On a panel I served on last week, we were asked to name what we thought was the greatest challenge to better understanding the world. A representative of a government-funded agency stated that, in his program’s view, it was a need for better computer science tools to better extract patterns from data. That’s a worthwhile goal, but not if the data set is incomplete. While there is certainly great need for better data tools, even if one could perfectly extract every piece of information from the New York Times each day, it would likely not yield a picture of the emerging Ebola outbreak any more detailed than what American government officials already have. Instead, what we truly need is better, more local data (and expanded tools that can translate and process that material) to allow us to more closely listen to and understand local communities.
There is a singular preoccupation in government today with forecasting the future.
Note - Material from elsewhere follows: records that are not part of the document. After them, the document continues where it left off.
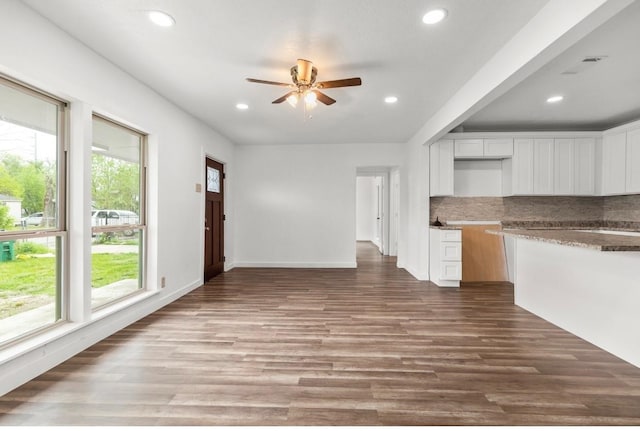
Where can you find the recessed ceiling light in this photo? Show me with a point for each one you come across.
(434, 16)
(161, 19)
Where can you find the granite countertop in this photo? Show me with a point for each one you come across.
(597, 241)
(446, 227)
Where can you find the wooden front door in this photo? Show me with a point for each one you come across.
(214, 220)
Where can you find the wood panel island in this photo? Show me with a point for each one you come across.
(584, 281)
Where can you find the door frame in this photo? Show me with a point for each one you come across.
(390, 184)
(202, 188)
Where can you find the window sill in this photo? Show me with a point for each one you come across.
(63, 329)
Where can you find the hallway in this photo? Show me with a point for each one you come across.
(366, 346)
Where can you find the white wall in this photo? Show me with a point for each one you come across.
(366, 208)
(477, 178)
(295, 204)
(38, 53)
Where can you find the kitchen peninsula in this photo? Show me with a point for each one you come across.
(585, 282)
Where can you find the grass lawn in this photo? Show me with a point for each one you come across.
(27, 283)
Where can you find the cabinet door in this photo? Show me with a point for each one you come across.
(633, 162)
(498, 147)
(614, 164)
(472, 148)
(543, 166)
(522, 167)
(450, 251)
(441, 168)
(451, 271)
(584, 166)
(563, 167)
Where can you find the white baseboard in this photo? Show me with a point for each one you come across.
(52, 348)
(296, 264)
(418, 275)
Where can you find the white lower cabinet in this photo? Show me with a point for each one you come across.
(445, 257)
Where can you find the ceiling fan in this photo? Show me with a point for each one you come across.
(305, 87)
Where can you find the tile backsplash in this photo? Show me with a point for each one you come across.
(554, 210)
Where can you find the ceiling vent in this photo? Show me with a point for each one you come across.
(584, 64)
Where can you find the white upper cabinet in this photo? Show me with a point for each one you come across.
(614, 177)
(522, 167)
(563, 166)
(469, 148)
(543, 166)
(584, 166)
(498, 148)
(441, 168)
(633, 162)
(483, 148)
(543, 163)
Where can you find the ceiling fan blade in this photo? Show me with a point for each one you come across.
(324, 98)
(283, 98)
(262, 81)
(349, 82)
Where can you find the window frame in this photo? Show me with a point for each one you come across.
(141, 226)
(60, 230)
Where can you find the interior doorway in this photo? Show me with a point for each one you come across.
(377, 207)
(214, 219)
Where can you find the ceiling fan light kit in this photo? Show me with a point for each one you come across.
(305, 87)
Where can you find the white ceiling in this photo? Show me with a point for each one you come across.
(601, 96)
(201, 63)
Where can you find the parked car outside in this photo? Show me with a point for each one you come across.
(115, 218)
(35, 219)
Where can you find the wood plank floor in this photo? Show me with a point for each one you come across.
(370, 346)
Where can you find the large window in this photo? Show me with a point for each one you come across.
(32, 211)
(117, 216)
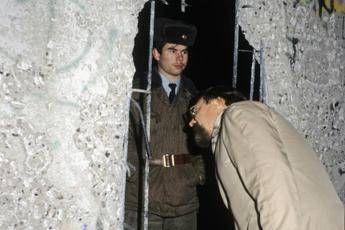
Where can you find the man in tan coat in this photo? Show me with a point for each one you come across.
(268, 175)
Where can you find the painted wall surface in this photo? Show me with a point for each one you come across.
(304, 61)
(65, 82)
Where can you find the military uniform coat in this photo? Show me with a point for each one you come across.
(172, 191)
(269, 176)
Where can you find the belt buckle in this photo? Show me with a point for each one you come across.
(168, 160)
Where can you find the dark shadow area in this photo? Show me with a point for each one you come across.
(210, 64)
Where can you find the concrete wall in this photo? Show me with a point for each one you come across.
(304, 64)
(65, 82)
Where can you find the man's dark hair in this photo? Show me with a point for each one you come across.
(228, 94)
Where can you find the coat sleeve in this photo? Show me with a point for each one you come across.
(199, 169)
(256, 150)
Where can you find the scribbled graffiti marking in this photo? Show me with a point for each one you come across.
(330, 6)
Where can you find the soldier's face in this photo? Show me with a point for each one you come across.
(172, 60)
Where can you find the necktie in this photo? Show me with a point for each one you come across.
(172, 92)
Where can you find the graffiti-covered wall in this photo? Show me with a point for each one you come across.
(304, 56)
(65, 81)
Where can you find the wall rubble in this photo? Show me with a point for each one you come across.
(65, 82)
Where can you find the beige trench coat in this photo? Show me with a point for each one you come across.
(269, 176)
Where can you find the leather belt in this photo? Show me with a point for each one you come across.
(170, 160)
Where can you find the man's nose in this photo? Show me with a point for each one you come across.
(192, 122)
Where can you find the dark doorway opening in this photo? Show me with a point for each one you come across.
(210, 64)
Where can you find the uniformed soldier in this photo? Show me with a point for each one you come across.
(174, 171)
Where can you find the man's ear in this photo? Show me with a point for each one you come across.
(156, 55)
(220, 101)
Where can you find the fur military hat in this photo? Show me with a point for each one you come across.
(173, 31)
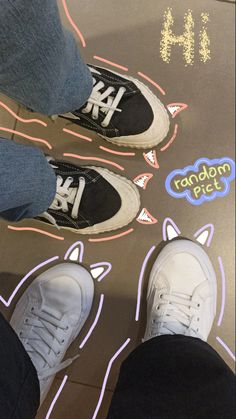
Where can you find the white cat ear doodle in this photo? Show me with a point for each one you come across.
(170, 230)
(100, 270)
(75, 253)
(205, 235)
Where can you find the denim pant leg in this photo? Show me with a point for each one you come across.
(40, 64)
(27, 181)
(174, 377)
(19, 385)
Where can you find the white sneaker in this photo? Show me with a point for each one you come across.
(182, 292)
(50, 315)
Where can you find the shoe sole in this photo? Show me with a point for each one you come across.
(130, 206)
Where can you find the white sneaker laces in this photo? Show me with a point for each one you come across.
(96, 102)
(64, 196)
(45, 341)
(178, 314)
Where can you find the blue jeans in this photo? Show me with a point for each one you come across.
(41, 68)
(27, 181)
(40, 64)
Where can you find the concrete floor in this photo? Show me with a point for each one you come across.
(129, 33)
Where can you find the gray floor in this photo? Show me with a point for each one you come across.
(128, 33)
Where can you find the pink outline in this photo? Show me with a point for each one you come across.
(94, 323)
(150, 176)
(152, 82)
(107, 375)
(164, 232)
(35, 230)
(73, 24)
(103, 60)
(183, 106)
(154, 165)
(83, 137)
(154, 220)
(79, 244)
(9, 301)
(172, 138)
(118, 153)
(56, 397)
(77, 156)
(105, 273)
(27, 121)
(117, 236)
(204, 228)
(223, 298)
(231, 354)
(21, 134)
(145, 262)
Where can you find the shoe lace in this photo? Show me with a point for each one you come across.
(43, 342)
(177, 314)
(66, 195)
(97, 103)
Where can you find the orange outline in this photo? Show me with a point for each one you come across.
(152, 82)
(27, 121)
(21, 134)
(172, 138)
(121, 67)
(118, 153)
(154, 165)
(150, 176)
(183, 106)
(154, 220)
(83, 137)
(36, 230)
(77, 156)
(112, 237)
(73, 24)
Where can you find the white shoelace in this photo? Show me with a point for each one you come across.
(45, 341)
(179, 312)
(97, 103)
(66, 195)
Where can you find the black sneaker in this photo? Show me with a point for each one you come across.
(91, 200)
(122, 110)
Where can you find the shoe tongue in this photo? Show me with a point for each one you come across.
(72, 194)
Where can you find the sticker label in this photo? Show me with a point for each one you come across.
(204, 181)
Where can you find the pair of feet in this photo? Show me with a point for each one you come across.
(181, 299)
(123, 111)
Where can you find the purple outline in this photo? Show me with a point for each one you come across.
(105, 273)
(107, 375)
(147, 257)
(164, 230)
(46, 262)
(231, 354)
(187, 194)
(56, 397)
(223, 299)
(201, 230)
(71, 248)
(94, 323)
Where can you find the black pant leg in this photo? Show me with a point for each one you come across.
(174, 377)
(19, 385)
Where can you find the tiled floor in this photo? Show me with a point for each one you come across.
(129, 33)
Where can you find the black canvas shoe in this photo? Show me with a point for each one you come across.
(123, 111)
(91, 200)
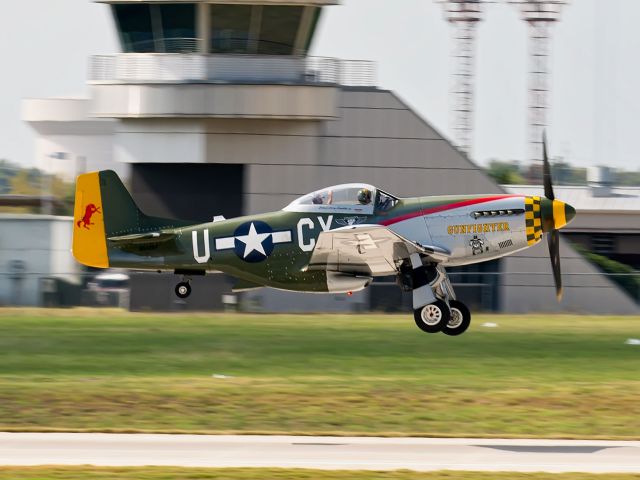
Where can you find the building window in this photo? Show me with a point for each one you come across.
(603, 244)
(254, 29)
(134, 27)
(156, 28)
(231, 28)
(178, 27)
(278, 30)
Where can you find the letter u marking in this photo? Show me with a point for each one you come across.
(196, 251)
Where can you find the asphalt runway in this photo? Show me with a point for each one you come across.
(351, 453)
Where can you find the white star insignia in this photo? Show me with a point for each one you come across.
(253, 241)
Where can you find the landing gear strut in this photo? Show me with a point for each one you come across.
(435, 308)
(183, 289)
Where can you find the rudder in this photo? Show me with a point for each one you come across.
(89, 238)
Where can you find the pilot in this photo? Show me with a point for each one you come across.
(318, 200)
(364, 196)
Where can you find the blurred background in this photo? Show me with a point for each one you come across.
(228, 108)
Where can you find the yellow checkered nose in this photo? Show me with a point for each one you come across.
(555, 214)
(544, 215)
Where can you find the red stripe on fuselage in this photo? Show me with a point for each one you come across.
(442, 208)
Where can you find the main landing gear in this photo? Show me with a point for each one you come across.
(435, 308)
(452, 319)
(183, 289)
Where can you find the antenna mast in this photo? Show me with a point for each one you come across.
(464, 17)
(541, 16)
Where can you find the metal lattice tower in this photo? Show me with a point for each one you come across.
(540, 15)
(464, 17)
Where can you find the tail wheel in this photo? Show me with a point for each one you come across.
(432, 318)
(183, 289)
(459, 321)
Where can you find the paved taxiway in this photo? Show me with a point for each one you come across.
(361, 453)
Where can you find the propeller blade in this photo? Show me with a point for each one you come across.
(553, 240)
(546, 170)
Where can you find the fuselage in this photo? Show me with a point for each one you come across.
(273, 249)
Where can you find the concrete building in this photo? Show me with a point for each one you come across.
(217, 109)
(35, 261)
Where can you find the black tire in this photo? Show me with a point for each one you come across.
(457, 325)
(183, 289)
(433, 317)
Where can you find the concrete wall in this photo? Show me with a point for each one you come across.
(527, 285)
(42, 245)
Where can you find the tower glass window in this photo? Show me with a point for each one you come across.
(230, 28)
(156, 28)
(178, 27)
(279, 28)
(134, 26)
(257, 29)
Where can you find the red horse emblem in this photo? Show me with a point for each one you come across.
(85, 221)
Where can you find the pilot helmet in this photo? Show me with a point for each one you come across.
(364, 196)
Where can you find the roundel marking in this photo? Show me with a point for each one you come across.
(253, 241)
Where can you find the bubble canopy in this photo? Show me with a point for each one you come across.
(345, 198)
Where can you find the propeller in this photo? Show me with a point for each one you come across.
(553, 237)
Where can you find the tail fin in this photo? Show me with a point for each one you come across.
(104, 208)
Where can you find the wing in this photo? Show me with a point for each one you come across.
(371, 250)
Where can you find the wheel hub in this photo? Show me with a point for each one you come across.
(456, 318)
(431, 315)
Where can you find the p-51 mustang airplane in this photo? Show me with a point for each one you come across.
(333, 240)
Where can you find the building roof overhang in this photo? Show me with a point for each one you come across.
(252, 2)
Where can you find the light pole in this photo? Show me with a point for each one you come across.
(48, 203)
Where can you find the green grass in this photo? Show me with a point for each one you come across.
(168, 473)
(534, 376)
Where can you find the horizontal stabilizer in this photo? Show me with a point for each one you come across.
(244, 286)
(142, 238)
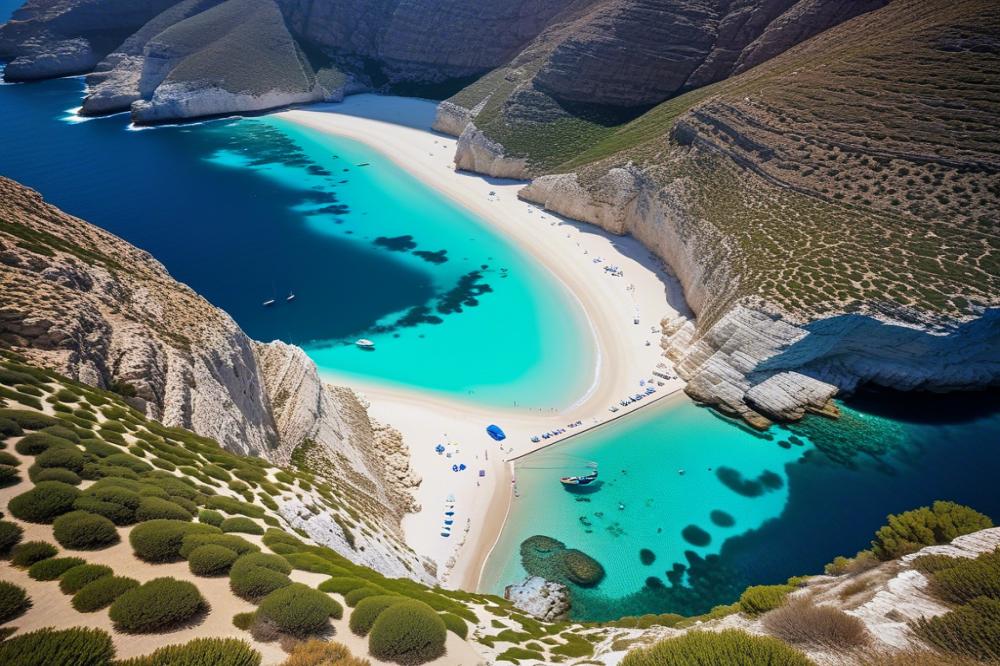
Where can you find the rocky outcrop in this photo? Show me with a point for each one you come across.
(543, 599)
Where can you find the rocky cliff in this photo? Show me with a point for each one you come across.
(89, 305)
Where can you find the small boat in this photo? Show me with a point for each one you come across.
(579, 480)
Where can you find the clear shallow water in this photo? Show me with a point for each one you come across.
(765, 508)
(253, 209)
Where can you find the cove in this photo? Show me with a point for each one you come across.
(750, 508)
(253, 209)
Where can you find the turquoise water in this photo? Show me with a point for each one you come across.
(749, 508)
(254, 209)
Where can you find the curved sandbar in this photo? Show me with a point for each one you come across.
(399, 128)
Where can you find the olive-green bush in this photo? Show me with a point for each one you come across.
(10, 536)
(210, 560)
(100, 593)
(241, 524)
(731, 647)
(759, 599)
(160, 540)
(299, 610)
(154, 508)
(76, 646)
(910, 531)
(29, 552)
(155, 606)
(53, 567)
(79, 530)
(408, 633)
(200, 652)
(74, 580)
(14, 601)
(44, 503)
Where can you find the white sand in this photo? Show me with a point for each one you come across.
(399, 128)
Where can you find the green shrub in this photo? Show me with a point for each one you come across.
(354, 596)
(200, 652)
(408, 633)
(156, 606)
(457, 625)
(759, 599)
(39, 442)
(241, 524)
(74, 580)
(971, 630)
(153, 508)
(29, 552)
(44, 503)
(367, 611)
(299, 610)
(10, 536)
(100, 593)
(14, 601)
(210, 517)
(59, 474)
(160, 540)
(53, 567)
(79, 530)
(77, 646)
(731, 647)
(237, 544)
(211, 560)
(910, 531)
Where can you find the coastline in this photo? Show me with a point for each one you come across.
(399, 129)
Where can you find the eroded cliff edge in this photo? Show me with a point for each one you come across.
(831, 214)
(88, 305)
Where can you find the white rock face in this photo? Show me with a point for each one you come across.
(543, 599)
(476, 152)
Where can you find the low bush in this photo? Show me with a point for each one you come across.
(731, 647)
(211, 560)
(75, 579)
(44, 503)
(59, 474)
(154, 508)
(79, 530)
(160, 540)
(910, 531)
(10, 536)
(759, 599)
(159, 605)
(14, 601)
(100, 593)
(77, 646)
(53, 567)
(367, 611)
(210, 517)
(299, 610)
(200, 652)
(803, 623)
(29, 552)
(408, 633)
(241, 524)
(39, 442)
(322, 653)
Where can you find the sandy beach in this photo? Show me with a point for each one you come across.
(400, 129)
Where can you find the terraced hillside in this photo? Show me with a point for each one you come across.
(831, 212)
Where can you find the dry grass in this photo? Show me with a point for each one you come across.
(801, 622)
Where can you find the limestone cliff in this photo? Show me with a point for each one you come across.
(89, 305)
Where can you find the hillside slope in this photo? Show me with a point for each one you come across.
(830, 213)
(87, 304)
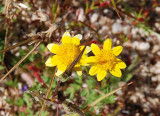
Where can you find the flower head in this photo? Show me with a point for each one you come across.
(105, 60)
(66, 53)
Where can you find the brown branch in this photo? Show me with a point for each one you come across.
(16, 45)
(47, 93)
(20, 61)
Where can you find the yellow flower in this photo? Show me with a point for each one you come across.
(105, 60)
(66, 53)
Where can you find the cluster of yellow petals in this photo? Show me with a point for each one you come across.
(66, 53)
(104, 60)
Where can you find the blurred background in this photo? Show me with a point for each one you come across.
(134, 24)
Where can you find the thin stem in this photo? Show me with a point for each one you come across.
(15, 66)
(16, 45)
(5, 44)
(103, 97)
(47, 93)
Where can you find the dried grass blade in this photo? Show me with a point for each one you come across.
(20, 61)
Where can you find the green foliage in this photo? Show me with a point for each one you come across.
(54, 8)
(90, 92)
(1, 8)
(12, 83)
(18, 102)
(44, 113)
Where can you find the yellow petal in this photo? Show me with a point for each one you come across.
(95, 48)
(120, 64)
(79, 73)
(66, 38)
(93, 70)
(62, 67)
(116, 72)
(117, 50)
(53, 48)
(52, 61)
(101, 74)
(75, 41)
(91, 59)
(107, 44)
(49, 62)
(59, 72)
(88, 49)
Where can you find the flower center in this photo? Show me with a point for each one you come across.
(106, 59)
(67, 53)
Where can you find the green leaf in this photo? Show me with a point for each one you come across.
(90, 82)
(26, 98)
(19, 102)
(10, 101)
(54, 8)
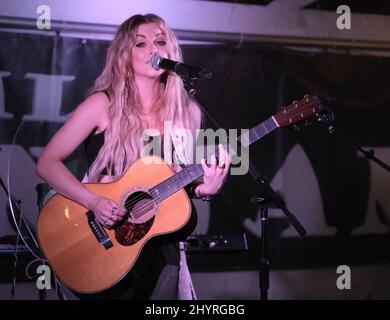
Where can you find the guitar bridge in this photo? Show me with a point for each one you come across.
(98, 230)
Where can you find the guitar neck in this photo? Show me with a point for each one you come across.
(192, 172)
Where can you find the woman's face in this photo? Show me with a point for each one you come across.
(150, 41)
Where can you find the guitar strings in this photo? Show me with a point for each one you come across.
(131, 202)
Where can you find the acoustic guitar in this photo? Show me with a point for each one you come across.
(90, 258)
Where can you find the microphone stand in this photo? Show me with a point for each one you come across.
(269, 196)
(326, 121)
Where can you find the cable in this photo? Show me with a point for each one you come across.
(10, 201)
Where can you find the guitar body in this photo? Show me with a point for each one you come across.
(72, 249)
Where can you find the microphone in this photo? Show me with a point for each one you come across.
(183, 70)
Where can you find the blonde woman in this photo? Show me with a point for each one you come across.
(129, 99)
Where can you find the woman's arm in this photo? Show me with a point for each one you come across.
(89, 115)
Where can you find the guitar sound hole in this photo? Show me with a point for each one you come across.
(140, 219)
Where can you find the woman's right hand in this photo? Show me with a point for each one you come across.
(107, 211)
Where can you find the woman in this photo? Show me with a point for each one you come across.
(128, 99)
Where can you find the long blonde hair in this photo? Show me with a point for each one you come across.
(122, 138)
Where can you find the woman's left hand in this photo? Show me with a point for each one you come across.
(215, 174)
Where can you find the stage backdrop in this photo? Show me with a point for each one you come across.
(341, 198)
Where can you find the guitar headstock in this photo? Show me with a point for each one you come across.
(299, 110)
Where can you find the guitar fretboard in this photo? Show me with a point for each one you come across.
(192, 172)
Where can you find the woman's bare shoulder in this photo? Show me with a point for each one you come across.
(95, 108)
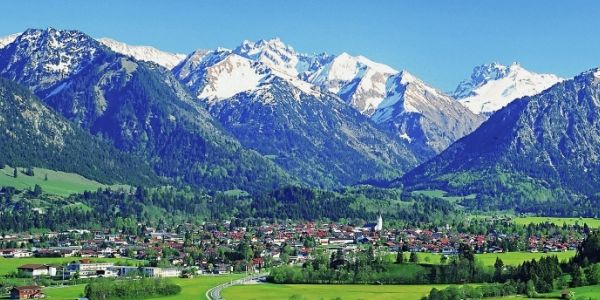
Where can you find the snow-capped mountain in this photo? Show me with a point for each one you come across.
(8, 39)
(426, 117)
(41, 58)
(550, 141)
(145, 53)
(356, 79)
(140, 107)
(312, 135)
(493, 86)
(222, 73)
(282, 58)
(400, 103)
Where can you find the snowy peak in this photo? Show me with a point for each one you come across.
(273, 53)
(42, 58)
(493, 86)
(423, 115)
(4, 41)
(144, 53)
(405, 93)
(356, 79)
(230, 76)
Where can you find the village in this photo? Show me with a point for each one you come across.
(225, 247)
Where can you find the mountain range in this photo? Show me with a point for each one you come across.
(262, 115)
(541, 147)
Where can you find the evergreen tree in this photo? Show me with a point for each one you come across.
(498, 266)
(399, 256)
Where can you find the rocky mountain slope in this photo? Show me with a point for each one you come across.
(540, 147)
(35, 136)
(427, 118)
(493, 86)
(144, 53)
(312, 134)
(139, 107)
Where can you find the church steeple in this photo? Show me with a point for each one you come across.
(379, 225)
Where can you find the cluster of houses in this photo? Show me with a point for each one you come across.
(270, 243)
(86, 268)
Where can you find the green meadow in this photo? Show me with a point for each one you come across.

Yet, we must be careful that among investments of hundreds of millions of dollars in forecasting systems that have yet to produce useful results, we don’t miss the early warning signs of emerging pandemics that are quite literally broadcast for us on national television. Instead of trying to beat the international news through massive investments in computer models, we should instead be focusing on listening better.
Clarification: This article has been update to clarify HealthMap’s initial flagging of the March 14 media mention of the Ebola outbreak.